Il talento di Giuseppe Culicchia venne scoperto dal grande Pier Vittorio Tondelli, che proprio agli scrittori giovanissimi dedicò il suo ambizioso progetto “Under 25”. L’incontro con Tondelli è raccontato in questo romanzo autobiografico, che ha rappresentato l’esordio letterario di Culicchia.    
L’opera narra le vicende di Walter, giovane irrequieto e insoddisfatto che nei primi anni Novanta vive il drammatico passaggio dalla scuola al mondo del lavoro. Sono anni di profonde trasformazioni storiche e sociali: il muro di Berlino è caduto e con esso il sistema alternativo di ideali che esso rappresentava, mentre in Occidente inizia ad affacciarsi un’altra terribile crisi, quella del capitalismo, che mostrerà la vacuità del sogno degli anni del boom economico e si trascinerà, con sempre maggiore drammaticità, fino ai giorni nostri. Proprio per questa ragione consiglio di leggere questo romanzo, perché racconta esperienze, quali il lavoro nero, l’emigrazione, la precarietà economica e affettiva, il crollo degli ideali, che sono quanto mai attuali. Si potrebbe anzi dire che Culicchia, raccontando il proprio presente, abbia in qualche modo anticipato il futuro. Il protagonista del romanzo rimane così impresso nella mente del lettore contemporaneo, specie se giovane e assillato dall’incubo della precarietà. Walter non è infatti figlio dei gommosi anni Ottanta, né dei sogni rivoluzionari del ’68; egli è il reduce della guerra scatenata da chi lo ha preceduto, minacciato dai mostri del capitalismo, del debito e del consumismo. La famiglia e il luogo di lavoro rappresentano il suo fronte, la scrittura e l’agognato amore l’impossibile riscatto.

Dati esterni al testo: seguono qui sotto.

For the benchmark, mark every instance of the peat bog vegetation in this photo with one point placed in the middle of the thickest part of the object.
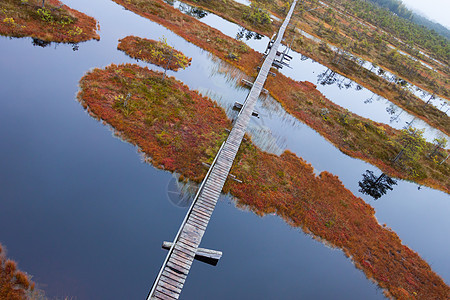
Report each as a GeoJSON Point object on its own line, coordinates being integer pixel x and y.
{"type": "Point", "coordinates": [358, 137]}
{"type": "Point", "coordinates": [48, 21]}
{"type": "Point", "coordinates": [180, 130]}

La sua ribellione all’asservimento dei mezzi di comunicazione di massa ed alla massificazione imperante è però destinata a fallire. Alla fine anche lui, senza nemmeno capire come, si troverà rinchiuso in quella gabbia da cui aveva cercato eroicamente di sfuggire.
“Produci-consuma-crepa” cantavano più o meno in quegli anni i compianti CCCP di Giovanni Lindo Ferretti. Sarebbe questa la giusta colonna sonora del romanzo, che non esiterei a definire punk fin nel midollo.